Taehyung a quella frase aveva risposto che no, non poteva fidarsi ancora, e poi era sceso nello sconforto, esternando i suoi pensieri più bui. "Non potrò mai avere un amico perché non sono normale." Questa frase aveva scosso parecchio il dottore. Taehyung aveva sempre avuto pensieri tristi e, talvolta, autolesionisti, ma quella frase gli era uscita dal nulla e aveva spezzato il cuore dello psicologo. Taehyung era un ragazzo estremamente intelligente ma gli mancava tutta  la sicurezza che un ragazzo della sua età dovrebbe avere. A ventisei anni, Taehyung si era arreso. Si era arreso all'idea di non poter essere felice e di rimanere solo per sempre.

I giorni erano passati, e una settimana esatta dopo l'incontro con il suo dottore Taehyung era rinchiuso nel suo laboratorio con le mani piene di pittura scura. Non riusciva neanche a dipingere, erano ore e ore che la sua assistente cercava di farlo uscire da lì, ma Taehyung era triste e deluso da se stesso. Voleva solo lanciare per aria tutti gli attrezzi e rompere ogni quadro che aveva fatto in quegli anni di lavoro.
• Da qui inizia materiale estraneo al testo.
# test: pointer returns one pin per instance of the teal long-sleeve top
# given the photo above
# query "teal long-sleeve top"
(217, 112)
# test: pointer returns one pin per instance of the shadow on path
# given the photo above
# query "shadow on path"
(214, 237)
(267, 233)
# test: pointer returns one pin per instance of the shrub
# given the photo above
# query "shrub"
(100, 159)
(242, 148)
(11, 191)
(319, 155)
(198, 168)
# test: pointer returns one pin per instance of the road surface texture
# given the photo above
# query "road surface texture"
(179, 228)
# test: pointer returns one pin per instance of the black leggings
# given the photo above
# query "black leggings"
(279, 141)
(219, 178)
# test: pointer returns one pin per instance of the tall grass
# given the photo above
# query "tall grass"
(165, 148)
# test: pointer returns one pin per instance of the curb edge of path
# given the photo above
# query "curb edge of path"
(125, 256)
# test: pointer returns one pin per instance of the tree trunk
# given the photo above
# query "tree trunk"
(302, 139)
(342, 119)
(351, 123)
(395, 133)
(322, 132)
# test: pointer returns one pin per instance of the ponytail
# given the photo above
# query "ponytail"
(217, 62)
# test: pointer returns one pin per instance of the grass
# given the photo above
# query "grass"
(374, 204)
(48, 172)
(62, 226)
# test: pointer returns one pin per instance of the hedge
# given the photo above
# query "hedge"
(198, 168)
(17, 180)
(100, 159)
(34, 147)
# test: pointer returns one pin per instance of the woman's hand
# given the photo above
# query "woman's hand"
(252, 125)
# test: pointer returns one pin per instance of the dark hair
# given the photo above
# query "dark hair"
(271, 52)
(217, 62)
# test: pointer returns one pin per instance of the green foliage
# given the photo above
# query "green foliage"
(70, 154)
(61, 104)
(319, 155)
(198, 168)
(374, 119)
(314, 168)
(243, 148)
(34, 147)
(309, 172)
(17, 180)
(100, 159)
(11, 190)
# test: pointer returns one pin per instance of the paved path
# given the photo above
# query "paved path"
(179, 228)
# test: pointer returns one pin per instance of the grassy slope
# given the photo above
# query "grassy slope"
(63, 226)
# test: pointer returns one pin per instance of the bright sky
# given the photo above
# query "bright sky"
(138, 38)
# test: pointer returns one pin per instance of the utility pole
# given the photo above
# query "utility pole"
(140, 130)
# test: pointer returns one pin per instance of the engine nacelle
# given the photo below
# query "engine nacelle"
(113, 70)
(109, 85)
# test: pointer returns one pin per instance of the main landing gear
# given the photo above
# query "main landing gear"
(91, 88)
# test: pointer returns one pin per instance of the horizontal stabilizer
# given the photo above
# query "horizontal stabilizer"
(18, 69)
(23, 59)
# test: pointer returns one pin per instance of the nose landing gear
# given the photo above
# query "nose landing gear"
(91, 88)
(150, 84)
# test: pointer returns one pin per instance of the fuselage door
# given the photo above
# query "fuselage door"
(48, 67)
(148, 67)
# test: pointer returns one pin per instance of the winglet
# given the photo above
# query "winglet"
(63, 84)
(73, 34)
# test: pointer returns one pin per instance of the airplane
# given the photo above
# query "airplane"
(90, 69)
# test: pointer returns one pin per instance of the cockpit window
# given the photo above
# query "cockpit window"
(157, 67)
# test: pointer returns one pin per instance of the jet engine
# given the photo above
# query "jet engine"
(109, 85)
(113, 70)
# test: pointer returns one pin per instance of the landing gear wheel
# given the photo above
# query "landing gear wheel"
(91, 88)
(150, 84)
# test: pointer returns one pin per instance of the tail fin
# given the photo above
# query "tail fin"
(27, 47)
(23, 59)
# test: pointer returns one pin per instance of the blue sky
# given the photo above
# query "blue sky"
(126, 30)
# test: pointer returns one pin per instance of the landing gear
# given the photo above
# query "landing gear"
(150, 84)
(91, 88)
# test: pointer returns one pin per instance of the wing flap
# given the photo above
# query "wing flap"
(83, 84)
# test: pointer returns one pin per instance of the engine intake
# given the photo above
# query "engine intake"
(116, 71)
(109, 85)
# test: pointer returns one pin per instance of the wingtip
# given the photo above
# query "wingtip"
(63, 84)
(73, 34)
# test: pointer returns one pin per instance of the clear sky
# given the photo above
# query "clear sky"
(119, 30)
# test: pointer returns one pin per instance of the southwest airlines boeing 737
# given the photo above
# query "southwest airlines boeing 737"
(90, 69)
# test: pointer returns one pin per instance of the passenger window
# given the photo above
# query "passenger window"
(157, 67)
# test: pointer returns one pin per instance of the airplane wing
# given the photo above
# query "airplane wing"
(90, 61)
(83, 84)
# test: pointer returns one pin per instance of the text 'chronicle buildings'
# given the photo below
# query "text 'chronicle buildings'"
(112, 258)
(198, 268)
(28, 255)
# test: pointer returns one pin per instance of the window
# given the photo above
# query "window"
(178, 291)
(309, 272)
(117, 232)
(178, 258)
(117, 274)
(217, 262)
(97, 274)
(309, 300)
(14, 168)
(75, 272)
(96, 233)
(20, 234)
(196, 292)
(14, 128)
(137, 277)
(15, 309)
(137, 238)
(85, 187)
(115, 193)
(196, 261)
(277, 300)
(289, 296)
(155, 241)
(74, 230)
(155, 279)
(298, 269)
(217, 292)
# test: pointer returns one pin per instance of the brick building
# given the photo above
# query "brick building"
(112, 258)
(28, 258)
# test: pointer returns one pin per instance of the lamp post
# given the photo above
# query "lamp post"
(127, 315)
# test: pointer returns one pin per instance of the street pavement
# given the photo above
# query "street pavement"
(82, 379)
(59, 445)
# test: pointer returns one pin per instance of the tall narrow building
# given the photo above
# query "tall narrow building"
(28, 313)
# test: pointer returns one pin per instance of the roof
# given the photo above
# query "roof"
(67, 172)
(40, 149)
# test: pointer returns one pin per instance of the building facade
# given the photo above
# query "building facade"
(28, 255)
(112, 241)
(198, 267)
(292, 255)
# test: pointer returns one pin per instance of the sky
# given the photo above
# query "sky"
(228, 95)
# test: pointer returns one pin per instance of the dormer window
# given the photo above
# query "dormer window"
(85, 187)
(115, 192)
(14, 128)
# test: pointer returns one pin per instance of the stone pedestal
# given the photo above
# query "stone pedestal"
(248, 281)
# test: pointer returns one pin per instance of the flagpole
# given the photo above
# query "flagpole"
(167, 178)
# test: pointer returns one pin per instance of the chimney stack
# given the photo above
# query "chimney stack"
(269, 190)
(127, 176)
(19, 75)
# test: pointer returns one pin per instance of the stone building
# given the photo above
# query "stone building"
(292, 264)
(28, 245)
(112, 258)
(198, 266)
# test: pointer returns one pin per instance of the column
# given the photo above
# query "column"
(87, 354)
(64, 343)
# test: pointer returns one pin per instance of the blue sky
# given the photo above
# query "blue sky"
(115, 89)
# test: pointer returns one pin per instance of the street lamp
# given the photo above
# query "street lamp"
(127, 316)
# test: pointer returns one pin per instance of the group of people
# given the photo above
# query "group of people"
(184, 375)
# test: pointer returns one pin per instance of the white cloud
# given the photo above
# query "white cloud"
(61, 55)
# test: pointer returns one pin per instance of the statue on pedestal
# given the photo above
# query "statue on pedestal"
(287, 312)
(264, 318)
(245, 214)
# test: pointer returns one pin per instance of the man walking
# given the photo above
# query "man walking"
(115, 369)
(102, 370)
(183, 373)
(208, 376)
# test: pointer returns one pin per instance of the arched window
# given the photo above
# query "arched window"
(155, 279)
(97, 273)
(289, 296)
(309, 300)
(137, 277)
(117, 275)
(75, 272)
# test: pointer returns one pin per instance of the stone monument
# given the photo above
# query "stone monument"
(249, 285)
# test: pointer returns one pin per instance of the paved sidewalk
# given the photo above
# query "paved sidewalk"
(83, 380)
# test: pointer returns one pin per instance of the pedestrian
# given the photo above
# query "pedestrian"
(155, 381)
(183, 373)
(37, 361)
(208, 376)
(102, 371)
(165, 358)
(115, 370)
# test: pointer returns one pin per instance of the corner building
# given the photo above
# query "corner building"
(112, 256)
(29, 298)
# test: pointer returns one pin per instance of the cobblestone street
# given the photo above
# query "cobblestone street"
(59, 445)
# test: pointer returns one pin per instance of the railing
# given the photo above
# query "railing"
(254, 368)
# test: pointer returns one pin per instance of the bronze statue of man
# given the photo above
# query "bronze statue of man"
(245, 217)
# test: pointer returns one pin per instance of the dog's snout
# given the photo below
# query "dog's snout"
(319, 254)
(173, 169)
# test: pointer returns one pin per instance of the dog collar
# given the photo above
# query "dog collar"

Si sentiva una nullità, ma quel giorno c'era qualcosa di diverso nella sua mente. "Perché continuare a soffrire?" Si chiedeva mentre le lacrime bagnavano la tela che aveva tra le gambe. "Perché non sono come gli altri?" I suoi pensieri si fecero sempre più dolorosi e Taehyung si prese la testa tra le mani urlando. Voleva smettere di stare male, voleva smettere di essere com'era, voleva dormire e non svegliarsi più.

Si alzò di corsa e sotto lo sguardo preoccupato di Yuna, scappò via da l'unico posto in cui si sentiva, o meglio, si era sempre sentito, sicuro.


Jungkook in quella settimana aveva imparato un sacco di cose nuove. Ormai era abbastanza bravo a cucinare, a pulire la casa e a socializzare con la gente. Un giorno aveva passato ore e ore tra le strade di Daegu a conversare con gli estranei. Era stato divertente e qualche ragazza gli aveva lasciato pure il numero di telefono. Qualche giorno più tardi aveva rinointrato Yoongi sulla panchina di quel piccolo parco, avevano parlato parecchio e la sera stessa era uscito con lui e con altri tre suoi amici. Si era divertito ma poi i pensieri erano passati al pittore. Non si stava dimenticando della sua missione, ma aveva bisogno di staccare e, magari, imparare qualche approccio diverso.

Aveva parlato con Yoongi del pittore e il ragazzo tatuato gli aveva consigliato di portarlo a fare un giro con loro, Yoongi sembrava interessato a conoscere Taehyung e nella testa di Jungkook si era accesa una lampadina."Puoi provarci con lui? Magari ti piace e ti innamori." Se n'era uscito con quella frase tanto buffa e stramba, che aveva causato in Yoongi una grassa risata. "Ma ti sei drogato?" Jungkook quella risposta non l'aveva capita, ma sapeva tanto di insulto, così aveva passato la serata a raccontare qualsiasi dettaglio di Taehyung a Yoongi e, dopo più di un'ora, il ragazzo pieno di tatuaggi aveva ceduto.

Jungkook aveva concordato con Yoongi di vedersi quella sera. Lui avrebbe portato Taehyung a quel parchetto e poi Yoongi sarebbe arrivato. Era un piano perfetto e sperava solo che il pittore fosse al museo.